Terry McMahon has brought Irish audiences a stunning piece of work that continues to push the boundaries for Irish cinema. The piece comes after a hugely successful 2014 for Irish film with the likes of John Michael McDonagh’s dark comedy, Calvary, and Lenny Abrahamson’s quirky hit, Frank. The pressure is on this year for films that live up to such predecessors.
Patrick’s Day certainly sets the tone for Irish film in 2015 and grabs your attention from the first scene. Irish actor Moe Dunford gives a stunning and heartbreaking performance as schizophrenic 26-year-old Patrick Fitzgerald. Patrick’s world takes on new meaning when he meets a depressed air hostess Karen Prescott (Catherine Walker), but his mother Kerry Fox refuses to loosen the tight grip she has on her adult son.
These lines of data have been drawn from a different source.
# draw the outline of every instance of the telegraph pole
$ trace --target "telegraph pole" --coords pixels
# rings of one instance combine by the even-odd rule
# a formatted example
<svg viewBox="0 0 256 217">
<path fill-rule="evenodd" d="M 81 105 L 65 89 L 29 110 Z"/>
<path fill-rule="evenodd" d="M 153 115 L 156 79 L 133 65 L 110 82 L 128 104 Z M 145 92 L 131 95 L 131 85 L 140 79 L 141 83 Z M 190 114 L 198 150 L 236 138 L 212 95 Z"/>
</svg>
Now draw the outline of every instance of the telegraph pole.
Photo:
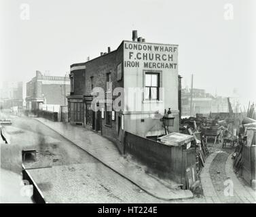
<svg viewBox="0 0 256 217">
<path fill-rule="evenodd" d="M 192 100 L 193 100 L 193 74 L 191 77 L 191 96 L 190 96 L 190 116 L 192 116 Z"/>
</svg>

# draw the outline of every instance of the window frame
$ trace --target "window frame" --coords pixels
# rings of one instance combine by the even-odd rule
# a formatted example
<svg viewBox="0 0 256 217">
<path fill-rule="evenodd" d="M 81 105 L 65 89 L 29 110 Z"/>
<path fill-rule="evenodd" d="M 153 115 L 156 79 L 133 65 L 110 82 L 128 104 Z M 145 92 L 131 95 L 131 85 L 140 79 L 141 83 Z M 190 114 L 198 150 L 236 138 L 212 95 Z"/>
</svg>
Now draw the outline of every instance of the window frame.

Following the development of Patrick and his first real experience of love, sex and independence, his controlling and protective mother does everything in her power to break up the union, with the help of a jaded garda, John Freeman (Philip Jackson). Dunford’s portrayal of a naïve and troubled young man living in a mental institution is truly breathtaking and devastating. The supporting cast adds to the rawness of the film.
The striking cinematography by Michael Lavelle captures the essence of the story and brings it to life. Patrick’s journey is one that will make you laugh, cry and inspire you. Patrick’s Day brings mental health issues to the forefront and does so in a respectful, realistic and highly emotive manner. The message of this film certainly comes to life.
It is safe to say the bar has been raised for 2015 Irish film and I urge you all to see this spectacular film this year.